Pié de la lettre, (Imprimerie.) est le bout ou extrémité opposée à l’œil ; on l’appelle pié, parce que c’est cette extrémité qui sert de point d’appui à la superficie & au corps de la lettre, qui peut être considérée dans son tout, comme ayant trois parties distinctes, l’œil, le corps, & le pié.

Piês de mouche, (Caractere d’Imprimerie.) ainsi figuré ¶. Il à faire connoître les remarques qu’un auteur veut distinguer du corps de sa matiere, afin que l’on sache pour quelle raison on s’en sert dans un ouvrage ; l’auteur doit en avertir le lecteur dans sa préface. Voyez table des Caracteres, figure 5.

Pié, huit piés, ouvert, ou huit piés en résonnance, (jeu d’orgue.) ce jeu qui est d’étain joue l’octave au-dessus du bourdon, & de la montre de 16 piés, & l’unisson du bourdon de quatre piés bouché. Voyez la table du rapport & de l’étendue des jeux de l’orgue, & la fig. 33. Pl. d’orgue. Ce jeu est ouvert, & a quatre octaves.

Pié, dans les orgues : on appelle pié, la partie inférieure c d e, fig. 31. n°. 2. Pl. d’orgue, de forme conique d’un tuyau. Le pié est ordinairement de la même étoffe que le tuyau, & y est soudé après que le biseau qui sépare le tuyau du pié a été soudé avec ce dernier. La levre inférieure de la bouche est prise dans le corps même du pié que l’on applatit en-dedans pour les tuyaux qui ont la bouche en pointe ; pour ceux qui l’ont ovale, c’est une piece de la forme d’un segment de cercle que l’on retranche du pié. La fleche de ce secteur, a fig. 33. est le quart de sa corde ; la piece retranchée d’un tuyau sert pour un autre de moindre grosseur.

On observe de donner aux tuyaux des montres d’orgue, des longueurs & des grosseurs symmétriques, en sorte que les bouches des tuyaux suivent des deux côtés d’une tourelle ou dans des plates faces correspondantes, des lignes également inclinées à l’horison.
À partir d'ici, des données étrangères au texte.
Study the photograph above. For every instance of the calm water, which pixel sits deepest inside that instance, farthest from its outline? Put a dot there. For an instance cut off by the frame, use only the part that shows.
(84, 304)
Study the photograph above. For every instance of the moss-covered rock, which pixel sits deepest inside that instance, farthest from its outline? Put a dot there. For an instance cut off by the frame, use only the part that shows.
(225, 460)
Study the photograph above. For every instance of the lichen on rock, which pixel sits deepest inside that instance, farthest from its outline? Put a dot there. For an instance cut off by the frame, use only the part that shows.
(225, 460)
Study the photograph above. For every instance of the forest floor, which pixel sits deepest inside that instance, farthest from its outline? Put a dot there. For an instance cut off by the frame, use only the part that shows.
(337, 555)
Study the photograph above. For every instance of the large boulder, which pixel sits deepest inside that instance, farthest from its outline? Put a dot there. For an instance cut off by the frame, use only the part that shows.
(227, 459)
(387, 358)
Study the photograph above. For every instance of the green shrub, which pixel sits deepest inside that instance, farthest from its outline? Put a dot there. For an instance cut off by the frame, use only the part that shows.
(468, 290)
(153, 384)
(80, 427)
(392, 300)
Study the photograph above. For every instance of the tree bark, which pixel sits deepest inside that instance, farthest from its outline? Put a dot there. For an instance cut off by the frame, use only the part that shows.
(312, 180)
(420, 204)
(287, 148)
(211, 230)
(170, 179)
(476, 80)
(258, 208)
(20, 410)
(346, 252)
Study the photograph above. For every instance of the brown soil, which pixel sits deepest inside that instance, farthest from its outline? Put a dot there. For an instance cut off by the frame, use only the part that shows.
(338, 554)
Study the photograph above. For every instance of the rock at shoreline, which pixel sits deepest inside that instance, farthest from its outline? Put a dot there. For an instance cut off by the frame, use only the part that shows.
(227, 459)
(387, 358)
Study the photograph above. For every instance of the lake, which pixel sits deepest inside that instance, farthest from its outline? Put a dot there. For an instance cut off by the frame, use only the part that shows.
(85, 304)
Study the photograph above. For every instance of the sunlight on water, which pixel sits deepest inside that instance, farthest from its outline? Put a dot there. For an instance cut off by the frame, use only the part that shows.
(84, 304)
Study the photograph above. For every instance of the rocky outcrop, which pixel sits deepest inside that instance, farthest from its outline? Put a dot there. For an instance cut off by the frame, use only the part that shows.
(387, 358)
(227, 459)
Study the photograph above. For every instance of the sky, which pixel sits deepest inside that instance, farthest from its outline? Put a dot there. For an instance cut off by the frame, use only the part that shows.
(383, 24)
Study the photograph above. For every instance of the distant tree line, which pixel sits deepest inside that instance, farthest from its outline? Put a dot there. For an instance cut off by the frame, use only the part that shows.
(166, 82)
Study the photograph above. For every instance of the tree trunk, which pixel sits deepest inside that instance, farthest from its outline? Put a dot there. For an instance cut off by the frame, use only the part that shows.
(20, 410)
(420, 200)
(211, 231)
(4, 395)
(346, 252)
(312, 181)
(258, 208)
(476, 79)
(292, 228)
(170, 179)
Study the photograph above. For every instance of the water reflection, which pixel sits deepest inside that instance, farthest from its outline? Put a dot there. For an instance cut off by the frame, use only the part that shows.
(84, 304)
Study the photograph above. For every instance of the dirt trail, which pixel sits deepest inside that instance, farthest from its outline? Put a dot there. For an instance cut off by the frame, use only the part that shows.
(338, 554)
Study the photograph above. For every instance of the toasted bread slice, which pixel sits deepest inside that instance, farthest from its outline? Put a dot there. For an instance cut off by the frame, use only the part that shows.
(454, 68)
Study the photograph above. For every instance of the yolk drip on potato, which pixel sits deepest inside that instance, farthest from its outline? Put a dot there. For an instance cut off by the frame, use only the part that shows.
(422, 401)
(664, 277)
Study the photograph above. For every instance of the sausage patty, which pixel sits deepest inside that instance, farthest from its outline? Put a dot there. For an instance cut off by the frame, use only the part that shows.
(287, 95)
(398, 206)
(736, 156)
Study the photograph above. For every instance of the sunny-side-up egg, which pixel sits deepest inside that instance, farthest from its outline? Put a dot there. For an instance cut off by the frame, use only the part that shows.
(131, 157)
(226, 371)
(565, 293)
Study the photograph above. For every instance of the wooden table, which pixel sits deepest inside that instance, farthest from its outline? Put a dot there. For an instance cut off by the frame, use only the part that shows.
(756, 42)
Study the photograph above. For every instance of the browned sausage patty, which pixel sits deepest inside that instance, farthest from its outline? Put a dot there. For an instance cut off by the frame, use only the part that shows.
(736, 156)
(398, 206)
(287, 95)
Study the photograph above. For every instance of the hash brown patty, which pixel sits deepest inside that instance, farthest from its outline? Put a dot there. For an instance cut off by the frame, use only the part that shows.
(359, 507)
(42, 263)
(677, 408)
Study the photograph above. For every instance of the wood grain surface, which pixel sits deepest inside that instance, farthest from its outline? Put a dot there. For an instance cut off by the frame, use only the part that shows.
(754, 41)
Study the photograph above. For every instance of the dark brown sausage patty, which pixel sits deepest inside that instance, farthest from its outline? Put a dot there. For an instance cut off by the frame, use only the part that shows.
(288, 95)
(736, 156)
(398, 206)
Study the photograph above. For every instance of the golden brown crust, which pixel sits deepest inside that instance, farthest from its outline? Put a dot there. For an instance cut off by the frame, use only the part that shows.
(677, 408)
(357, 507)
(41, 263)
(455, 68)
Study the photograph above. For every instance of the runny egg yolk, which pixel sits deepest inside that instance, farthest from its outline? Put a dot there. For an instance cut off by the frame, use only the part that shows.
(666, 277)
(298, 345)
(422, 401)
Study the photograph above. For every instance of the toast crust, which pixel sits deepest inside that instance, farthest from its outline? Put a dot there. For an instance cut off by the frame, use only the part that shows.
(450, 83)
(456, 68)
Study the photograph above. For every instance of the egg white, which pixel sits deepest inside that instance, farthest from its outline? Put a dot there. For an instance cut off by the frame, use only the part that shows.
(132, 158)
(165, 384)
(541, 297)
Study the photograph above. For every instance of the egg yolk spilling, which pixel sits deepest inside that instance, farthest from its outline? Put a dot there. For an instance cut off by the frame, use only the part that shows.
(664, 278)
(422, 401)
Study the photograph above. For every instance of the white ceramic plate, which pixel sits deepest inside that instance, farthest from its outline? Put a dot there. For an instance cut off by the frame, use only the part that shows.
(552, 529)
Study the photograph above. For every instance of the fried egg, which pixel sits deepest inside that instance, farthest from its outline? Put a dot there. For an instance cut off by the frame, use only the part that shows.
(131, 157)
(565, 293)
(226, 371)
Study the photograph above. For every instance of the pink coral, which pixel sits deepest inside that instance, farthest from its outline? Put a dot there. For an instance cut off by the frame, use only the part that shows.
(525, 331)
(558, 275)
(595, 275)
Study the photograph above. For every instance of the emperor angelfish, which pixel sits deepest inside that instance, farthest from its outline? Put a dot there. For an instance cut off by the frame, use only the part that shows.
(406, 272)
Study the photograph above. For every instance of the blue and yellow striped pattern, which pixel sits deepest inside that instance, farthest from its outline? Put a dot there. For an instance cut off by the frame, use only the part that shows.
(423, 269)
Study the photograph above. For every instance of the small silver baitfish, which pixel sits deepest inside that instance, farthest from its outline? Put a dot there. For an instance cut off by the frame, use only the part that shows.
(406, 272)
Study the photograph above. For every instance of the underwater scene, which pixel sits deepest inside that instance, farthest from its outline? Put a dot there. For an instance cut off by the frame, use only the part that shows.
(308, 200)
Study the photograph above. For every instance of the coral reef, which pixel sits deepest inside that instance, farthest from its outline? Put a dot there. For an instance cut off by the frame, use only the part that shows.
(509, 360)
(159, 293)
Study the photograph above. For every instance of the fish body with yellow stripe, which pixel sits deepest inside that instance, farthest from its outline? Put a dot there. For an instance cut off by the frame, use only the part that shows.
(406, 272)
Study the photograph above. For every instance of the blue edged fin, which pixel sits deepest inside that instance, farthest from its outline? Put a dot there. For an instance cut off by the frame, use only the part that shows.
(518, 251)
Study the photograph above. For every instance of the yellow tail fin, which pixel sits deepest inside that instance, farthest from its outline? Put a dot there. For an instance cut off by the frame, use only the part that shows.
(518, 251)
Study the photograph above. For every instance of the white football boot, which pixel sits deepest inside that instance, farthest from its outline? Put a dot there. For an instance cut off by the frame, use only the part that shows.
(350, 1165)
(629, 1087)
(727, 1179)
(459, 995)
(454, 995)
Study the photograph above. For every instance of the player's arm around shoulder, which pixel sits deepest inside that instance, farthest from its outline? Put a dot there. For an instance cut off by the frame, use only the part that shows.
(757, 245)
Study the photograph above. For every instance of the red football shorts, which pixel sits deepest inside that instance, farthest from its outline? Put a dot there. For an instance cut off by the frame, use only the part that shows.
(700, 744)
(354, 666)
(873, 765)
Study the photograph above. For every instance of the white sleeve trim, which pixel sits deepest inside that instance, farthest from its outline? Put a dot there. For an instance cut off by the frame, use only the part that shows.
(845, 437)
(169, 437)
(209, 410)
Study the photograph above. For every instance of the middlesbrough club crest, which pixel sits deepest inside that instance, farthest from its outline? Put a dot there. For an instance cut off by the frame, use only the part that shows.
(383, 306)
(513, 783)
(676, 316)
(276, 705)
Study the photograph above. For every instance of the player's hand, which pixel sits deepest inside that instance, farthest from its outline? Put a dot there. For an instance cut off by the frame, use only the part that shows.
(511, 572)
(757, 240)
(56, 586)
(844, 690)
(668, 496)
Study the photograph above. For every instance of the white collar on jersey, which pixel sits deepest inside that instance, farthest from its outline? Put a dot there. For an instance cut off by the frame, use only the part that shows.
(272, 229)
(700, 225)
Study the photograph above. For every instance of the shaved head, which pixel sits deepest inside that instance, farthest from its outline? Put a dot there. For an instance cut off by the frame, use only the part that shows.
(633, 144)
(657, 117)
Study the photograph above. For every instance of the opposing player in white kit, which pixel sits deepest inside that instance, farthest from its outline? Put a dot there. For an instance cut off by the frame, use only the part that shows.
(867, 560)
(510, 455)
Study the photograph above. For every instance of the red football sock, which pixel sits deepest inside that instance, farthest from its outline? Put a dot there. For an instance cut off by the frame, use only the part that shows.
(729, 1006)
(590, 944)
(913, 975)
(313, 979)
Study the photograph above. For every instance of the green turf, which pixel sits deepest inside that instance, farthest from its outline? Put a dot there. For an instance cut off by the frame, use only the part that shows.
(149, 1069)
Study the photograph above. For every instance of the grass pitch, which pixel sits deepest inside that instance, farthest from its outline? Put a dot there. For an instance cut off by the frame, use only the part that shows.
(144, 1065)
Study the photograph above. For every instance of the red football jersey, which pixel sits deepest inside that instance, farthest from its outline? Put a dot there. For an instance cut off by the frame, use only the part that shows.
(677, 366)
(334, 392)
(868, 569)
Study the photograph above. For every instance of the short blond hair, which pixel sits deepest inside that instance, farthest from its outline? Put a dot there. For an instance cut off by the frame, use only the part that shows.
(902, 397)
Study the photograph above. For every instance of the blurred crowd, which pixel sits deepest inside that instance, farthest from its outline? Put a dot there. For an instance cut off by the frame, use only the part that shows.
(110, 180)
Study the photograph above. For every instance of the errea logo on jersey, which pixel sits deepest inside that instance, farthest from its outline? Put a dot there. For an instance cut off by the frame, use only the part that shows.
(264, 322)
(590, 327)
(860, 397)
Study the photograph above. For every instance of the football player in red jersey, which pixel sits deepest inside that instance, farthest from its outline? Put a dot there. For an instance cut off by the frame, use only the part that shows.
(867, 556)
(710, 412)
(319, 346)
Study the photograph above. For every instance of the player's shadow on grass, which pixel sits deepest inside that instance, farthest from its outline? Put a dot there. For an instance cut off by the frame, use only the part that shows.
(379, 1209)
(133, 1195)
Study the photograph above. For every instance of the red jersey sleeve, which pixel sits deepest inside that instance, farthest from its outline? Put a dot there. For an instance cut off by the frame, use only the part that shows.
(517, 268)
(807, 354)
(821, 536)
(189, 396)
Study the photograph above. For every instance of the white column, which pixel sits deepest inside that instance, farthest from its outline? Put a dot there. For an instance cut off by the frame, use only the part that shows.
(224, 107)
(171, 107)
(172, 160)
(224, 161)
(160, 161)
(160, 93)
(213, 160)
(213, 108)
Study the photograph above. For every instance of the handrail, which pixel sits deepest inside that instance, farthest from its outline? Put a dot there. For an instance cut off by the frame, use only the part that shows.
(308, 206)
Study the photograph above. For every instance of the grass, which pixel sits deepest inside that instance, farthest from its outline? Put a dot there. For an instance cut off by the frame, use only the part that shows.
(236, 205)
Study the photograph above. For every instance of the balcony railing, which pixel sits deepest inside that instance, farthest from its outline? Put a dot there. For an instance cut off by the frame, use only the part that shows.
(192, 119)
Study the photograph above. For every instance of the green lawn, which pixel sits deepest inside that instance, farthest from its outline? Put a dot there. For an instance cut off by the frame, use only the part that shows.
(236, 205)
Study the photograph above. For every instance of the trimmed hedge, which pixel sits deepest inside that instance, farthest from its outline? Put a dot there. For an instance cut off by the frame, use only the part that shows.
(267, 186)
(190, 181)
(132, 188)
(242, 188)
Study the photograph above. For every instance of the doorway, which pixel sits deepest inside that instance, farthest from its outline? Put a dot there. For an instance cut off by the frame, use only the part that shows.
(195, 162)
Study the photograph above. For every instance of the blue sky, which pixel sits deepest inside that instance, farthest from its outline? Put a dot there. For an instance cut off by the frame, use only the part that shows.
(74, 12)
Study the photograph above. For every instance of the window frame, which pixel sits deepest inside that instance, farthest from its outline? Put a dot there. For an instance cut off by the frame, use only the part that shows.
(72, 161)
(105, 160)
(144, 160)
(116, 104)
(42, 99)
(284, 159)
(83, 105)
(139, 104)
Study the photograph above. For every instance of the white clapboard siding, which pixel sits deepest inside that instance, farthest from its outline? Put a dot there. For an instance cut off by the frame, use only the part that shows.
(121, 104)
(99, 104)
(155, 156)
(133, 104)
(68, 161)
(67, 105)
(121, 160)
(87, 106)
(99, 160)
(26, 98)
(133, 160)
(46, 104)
Cet arrangement donne plus de grace au fust d’orgue, que si les bouches étoient toutes sur une même ligne, ou qu’elles fussent disposées irrégulierement.

Pié dans le cheval, (Maréchal.) c’est la partie de la jambe depuis la couronne jusqu’au bas de la corne. Voyez Couronne. Il est composé de la couronne, du sabot, de la sole, de la fourchette, & des deux talons. Les défauts du pié sont d’être gros, c’est-à-dire, trop considérables à proportion de la jambe ; gros, c’est-à-dire, que la corne en est trop mince ; comble plat, ou en écaille d’huitre, est celui qui n’a pas la hauteur suffisante, & dont la sole descend plus bas que les bords de la corne, & semble gonflé ; dérobé, ou mauvais pié, est celui dont la corne est si usée ou si cassante, qu’on ne sauroit y brocher des clous. Pié encastelé, voyez Encastelure, cerclé, voyez Cerclé. Pié du montoir, c’est le pié gauche de devant & de derriere ; pié hors du montoir, c’est le droit ; pié sec, est celui qui se resserre, s’encastele & se cercle naturellement. Le petit pié, est un os qui occupe le dedans du pié, & qui est emboîté par la corne du sabot. Pié neuf, se dit d’un cheval à qui la corne est revenue après que le sabot lui est tombé ; & il n’est plus propre dans ce cas que pour le labour. Parer le pié d’un cheval, c’est rendre les bords de la corne unis, pour poser ensuite le fer dessus. Galoper sur le bord ou sur le mauvais pié, voyez Galoper. On me-

sure les chevaux par pié & pouces ; le pié de la lance. Voyez Lance.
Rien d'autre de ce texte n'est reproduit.